The European currency vs. Japanese yen is struggling to clear the path for activating 2 short term positive scenarios, the first is the classical [head & shoulders] bottom pattern and the second is an anticipated CD leg for a harmonic pattern. Therefore the positive scenario is still in favor on the intraday basis. Note that the RSI 14 indicator is carried above the broken momentum trend line, supporting our scenario.

Trading range for today is among key support at 131.40 and key resistance now at 137.40.

The general trend is to the downside as far as 141.44 remains intact with targets at 100.00 followed by 88.97 levels.

Support: 133.45, 132.80, 132.10, 131.40, 131.00
Resistance: 134.15, 134.70, 135.25, 136.00, 136.70

Recommendation: According to our analysis, buy the pair at 133.50 with targets at 135.80 and stop loss at 131.50

EUR/GBP

The royal pair is still developing a bullish scenario as seen on the hourly chart which provides us with an intraday CD leg of a harmonic Crab pattern with a potential reversal zones around 0.8635 which represent 127% of XA leg. These areas will be seen as a first target as a breakout occurs above it will open a new path towards 0.8660 zones. RSI 14 shows a clear oversold sign, supporting our positive scenario.
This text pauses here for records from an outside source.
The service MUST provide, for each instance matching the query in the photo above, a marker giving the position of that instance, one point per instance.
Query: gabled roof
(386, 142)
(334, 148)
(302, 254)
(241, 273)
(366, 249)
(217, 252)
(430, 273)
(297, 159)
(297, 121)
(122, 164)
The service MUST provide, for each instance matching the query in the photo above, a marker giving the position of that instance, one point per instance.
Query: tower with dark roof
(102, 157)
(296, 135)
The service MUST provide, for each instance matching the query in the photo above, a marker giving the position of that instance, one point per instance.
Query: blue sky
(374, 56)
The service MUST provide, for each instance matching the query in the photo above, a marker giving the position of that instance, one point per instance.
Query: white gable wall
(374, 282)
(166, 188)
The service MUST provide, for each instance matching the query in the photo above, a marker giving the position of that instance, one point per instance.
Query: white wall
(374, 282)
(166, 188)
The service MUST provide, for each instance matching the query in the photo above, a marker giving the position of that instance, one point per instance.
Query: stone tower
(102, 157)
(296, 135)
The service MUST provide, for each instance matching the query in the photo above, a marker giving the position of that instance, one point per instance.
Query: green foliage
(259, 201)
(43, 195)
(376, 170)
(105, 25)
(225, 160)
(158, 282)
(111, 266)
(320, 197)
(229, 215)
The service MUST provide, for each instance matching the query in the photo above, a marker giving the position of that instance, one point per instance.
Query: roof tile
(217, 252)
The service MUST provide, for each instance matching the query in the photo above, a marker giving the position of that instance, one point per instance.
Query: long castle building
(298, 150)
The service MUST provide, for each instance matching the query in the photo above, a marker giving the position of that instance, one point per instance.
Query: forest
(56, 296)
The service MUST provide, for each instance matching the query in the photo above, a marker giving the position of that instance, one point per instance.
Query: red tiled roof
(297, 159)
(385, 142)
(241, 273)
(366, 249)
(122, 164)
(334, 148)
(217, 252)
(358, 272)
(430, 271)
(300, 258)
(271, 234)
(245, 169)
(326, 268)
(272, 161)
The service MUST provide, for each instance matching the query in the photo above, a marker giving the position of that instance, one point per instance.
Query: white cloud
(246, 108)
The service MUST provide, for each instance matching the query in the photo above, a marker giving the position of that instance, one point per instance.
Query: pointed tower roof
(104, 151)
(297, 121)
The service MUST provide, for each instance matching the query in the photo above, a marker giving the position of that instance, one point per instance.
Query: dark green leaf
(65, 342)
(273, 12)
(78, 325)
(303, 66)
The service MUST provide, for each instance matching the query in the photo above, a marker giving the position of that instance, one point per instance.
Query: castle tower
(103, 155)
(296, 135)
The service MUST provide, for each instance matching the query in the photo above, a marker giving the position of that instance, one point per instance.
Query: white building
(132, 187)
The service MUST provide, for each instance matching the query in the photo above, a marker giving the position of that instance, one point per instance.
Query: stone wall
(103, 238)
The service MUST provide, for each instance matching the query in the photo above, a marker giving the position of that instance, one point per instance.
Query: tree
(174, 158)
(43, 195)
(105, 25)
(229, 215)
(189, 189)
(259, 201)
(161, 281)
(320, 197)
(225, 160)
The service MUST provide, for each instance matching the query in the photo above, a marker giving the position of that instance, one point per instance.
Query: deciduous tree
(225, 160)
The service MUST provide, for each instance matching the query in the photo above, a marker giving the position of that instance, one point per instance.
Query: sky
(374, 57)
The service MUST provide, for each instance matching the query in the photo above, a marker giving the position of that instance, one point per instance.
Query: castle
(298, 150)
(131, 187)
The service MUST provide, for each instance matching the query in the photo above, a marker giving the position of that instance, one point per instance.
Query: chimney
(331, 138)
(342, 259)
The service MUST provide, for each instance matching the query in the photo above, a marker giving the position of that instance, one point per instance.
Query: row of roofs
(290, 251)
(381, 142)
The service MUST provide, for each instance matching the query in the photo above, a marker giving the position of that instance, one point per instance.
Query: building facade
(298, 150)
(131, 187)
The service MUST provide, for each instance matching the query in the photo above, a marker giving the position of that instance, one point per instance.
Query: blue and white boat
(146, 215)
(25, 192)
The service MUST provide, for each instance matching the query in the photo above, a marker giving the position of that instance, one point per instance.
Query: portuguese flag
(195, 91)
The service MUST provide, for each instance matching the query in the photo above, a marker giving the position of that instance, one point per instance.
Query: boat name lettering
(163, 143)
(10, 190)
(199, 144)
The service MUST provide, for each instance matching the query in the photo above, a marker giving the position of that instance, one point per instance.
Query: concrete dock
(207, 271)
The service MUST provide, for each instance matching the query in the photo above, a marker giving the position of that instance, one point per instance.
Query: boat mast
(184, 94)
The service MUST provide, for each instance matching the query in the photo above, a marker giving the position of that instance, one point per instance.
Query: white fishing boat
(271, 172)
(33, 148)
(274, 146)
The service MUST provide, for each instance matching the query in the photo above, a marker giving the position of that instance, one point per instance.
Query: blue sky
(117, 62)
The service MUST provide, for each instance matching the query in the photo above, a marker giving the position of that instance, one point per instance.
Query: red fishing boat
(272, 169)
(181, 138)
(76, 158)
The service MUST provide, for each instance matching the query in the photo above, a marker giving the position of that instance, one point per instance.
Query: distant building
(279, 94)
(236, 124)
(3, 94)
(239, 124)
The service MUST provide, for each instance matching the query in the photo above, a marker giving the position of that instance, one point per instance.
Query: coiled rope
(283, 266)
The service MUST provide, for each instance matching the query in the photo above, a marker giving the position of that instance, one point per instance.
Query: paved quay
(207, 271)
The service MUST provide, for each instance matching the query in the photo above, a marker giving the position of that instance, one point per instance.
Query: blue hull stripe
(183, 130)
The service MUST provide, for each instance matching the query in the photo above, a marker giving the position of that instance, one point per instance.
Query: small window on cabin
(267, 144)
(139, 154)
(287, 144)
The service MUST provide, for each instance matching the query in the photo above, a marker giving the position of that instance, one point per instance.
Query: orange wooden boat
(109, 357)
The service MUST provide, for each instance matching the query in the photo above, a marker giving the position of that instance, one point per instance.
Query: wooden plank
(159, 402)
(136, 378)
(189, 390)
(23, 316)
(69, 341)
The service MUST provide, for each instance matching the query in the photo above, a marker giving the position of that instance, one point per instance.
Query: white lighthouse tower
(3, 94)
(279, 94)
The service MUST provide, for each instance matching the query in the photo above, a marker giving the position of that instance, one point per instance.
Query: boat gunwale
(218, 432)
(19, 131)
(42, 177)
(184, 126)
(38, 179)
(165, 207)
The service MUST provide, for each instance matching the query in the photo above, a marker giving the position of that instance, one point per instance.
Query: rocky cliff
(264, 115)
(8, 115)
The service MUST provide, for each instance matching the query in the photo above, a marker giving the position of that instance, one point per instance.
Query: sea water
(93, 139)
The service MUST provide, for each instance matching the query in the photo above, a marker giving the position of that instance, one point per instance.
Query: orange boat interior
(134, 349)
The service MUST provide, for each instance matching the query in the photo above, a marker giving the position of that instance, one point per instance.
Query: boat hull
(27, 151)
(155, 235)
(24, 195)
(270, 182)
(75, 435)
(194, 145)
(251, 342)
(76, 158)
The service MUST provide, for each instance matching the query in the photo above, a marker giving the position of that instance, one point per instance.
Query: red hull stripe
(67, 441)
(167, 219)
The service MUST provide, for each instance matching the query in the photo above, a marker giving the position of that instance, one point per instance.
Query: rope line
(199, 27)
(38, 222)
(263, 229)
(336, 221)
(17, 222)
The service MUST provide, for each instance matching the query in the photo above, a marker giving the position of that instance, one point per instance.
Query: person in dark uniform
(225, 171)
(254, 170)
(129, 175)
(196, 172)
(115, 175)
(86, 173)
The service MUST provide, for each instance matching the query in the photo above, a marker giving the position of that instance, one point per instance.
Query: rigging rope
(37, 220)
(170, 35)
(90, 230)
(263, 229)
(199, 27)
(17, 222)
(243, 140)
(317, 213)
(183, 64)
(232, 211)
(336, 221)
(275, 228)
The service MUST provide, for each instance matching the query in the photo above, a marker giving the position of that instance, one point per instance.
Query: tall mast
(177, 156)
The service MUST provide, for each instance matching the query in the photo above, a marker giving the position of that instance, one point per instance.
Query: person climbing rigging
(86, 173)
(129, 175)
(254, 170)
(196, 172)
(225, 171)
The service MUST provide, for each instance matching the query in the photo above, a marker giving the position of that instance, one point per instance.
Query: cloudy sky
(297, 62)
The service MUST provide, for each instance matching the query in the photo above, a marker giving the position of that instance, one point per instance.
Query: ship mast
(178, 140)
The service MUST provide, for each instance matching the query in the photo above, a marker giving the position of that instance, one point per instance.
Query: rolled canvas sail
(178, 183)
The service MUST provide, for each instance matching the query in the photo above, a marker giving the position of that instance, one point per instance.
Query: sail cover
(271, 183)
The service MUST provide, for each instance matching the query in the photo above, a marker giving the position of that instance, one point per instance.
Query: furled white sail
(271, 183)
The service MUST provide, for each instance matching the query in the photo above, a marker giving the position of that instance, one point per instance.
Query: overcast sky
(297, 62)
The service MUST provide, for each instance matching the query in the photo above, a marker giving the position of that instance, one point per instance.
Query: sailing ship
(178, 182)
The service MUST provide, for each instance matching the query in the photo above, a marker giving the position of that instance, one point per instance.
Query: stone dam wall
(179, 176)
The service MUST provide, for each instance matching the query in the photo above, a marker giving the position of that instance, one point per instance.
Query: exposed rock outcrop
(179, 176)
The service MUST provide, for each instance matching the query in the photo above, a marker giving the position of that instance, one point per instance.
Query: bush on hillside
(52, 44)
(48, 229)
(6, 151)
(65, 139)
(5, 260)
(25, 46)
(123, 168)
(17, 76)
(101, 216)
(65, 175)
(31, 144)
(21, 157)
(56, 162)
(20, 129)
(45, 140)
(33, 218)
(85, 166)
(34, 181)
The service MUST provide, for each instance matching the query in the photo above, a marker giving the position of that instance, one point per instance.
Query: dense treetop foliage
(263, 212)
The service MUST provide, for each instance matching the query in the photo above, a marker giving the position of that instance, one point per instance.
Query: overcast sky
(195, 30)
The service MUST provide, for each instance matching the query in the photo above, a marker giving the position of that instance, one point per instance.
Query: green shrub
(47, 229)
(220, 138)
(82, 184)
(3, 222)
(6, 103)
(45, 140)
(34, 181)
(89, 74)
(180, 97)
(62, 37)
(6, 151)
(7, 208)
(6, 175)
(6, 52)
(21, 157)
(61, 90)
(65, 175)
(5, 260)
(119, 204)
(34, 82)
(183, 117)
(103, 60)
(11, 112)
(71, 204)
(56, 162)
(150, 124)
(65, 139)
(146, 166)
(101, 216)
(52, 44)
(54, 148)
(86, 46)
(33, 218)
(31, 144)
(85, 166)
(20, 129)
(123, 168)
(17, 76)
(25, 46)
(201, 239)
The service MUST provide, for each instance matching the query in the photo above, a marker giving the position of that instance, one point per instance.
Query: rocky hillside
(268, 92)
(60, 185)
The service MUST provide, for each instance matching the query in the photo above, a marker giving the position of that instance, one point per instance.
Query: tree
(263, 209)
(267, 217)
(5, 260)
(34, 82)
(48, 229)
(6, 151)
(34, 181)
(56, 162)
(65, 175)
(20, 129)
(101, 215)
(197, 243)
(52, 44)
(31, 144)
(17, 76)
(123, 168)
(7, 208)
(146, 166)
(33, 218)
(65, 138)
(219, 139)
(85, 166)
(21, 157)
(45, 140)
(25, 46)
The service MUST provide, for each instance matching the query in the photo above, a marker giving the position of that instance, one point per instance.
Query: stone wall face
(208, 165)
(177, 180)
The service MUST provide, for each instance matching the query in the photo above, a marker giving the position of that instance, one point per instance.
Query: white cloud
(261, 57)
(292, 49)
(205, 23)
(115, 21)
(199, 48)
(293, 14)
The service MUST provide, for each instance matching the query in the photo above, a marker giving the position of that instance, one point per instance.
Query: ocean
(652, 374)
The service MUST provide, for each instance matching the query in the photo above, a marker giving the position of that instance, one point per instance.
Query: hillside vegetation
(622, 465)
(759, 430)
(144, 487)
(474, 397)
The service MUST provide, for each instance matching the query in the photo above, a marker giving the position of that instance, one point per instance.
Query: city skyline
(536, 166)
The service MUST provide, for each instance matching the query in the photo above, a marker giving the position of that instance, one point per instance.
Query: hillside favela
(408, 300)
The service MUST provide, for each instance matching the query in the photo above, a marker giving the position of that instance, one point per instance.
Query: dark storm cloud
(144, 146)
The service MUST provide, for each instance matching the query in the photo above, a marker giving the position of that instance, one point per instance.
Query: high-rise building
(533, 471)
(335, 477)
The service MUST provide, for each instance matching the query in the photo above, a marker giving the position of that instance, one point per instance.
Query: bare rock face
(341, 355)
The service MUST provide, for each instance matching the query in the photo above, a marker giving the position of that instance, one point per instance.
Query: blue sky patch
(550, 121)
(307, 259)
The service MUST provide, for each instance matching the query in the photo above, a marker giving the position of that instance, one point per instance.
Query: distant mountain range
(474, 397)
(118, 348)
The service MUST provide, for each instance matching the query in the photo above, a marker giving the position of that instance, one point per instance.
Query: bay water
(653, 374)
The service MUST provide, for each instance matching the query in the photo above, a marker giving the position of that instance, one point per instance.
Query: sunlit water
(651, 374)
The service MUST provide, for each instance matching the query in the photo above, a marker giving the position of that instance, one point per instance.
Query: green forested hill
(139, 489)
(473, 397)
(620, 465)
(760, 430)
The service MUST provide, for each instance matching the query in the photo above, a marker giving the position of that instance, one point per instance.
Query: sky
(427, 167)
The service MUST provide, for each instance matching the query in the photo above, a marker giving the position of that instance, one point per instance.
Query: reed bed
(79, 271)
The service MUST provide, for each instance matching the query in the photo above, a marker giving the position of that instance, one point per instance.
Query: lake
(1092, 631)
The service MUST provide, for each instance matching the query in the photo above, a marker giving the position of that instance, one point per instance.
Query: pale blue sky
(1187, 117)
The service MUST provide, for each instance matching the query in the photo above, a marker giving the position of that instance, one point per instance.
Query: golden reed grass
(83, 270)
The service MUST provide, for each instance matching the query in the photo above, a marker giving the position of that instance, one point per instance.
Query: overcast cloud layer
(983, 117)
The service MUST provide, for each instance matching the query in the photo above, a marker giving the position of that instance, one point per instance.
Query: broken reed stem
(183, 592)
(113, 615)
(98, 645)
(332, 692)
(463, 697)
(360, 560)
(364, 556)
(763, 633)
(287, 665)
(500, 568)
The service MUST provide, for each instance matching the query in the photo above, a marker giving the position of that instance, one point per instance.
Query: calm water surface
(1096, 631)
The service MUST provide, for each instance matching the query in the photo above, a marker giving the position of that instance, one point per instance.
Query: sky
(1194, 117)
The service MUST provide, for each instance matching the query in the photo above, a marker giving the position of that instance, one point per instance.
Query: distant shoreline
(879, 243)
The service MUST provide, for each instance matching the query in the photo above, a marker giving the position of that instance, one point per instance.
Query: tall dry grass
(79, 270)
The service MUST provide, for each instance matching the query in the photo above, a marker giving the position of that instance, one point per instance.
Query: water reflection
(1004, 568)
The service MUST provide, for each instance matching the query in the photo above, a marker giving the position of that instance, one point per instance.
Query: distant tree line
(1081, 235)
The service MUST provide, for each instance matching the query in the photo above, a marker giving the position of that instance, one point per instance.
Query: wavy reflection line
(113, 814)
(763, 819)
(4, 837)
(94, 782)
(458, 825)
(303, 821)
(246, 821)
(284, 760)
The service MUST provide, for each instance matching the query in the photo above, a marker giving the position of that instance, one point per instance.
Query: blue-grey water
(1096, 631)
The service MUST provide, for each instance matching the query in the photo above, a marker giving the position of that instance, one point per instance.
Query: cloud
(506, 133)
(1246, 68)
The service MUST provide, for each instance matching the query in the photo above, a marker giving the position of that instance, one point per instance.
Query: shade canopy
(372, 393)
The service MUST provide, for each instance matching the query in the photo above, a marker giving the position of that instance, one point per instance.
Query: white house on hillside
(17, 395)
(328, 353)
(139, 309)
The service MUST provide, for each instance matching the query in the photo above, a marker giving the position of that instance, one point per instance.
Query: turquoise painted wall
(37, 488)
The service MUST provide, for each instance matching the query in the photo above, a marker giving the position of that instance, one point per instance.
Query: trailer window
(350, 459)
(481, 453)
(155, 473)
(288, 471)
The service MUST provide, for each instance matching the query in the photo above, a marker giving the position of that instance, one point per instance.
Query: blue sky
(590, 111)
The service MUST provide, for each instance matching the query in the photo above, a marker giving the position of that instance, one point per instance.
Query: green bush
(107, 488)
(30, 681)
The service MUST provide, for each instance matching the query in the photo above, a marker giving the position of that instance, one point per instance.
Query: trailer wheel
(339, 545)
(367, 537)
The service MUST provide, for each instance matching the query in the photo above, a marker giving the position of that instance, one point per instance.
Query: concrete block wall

Trading range is among the key support at 0.8370 and key resistance now at 0.8665.

The general trend is to the upside as far as 0.8020 area remains intact with targets at 1.0000 followed by 1.0400 levels.

Support: 0.8460, 0.8420, 0.8400, 0.8370, 0.8350
Resistance: 0.8525, 0.8565, 0.8610, 0.8635, 0.8665

Recommendation: According to our analysis, buy the pair at 0.8500 with targets at 0.8610 and stop loss at 0.8420.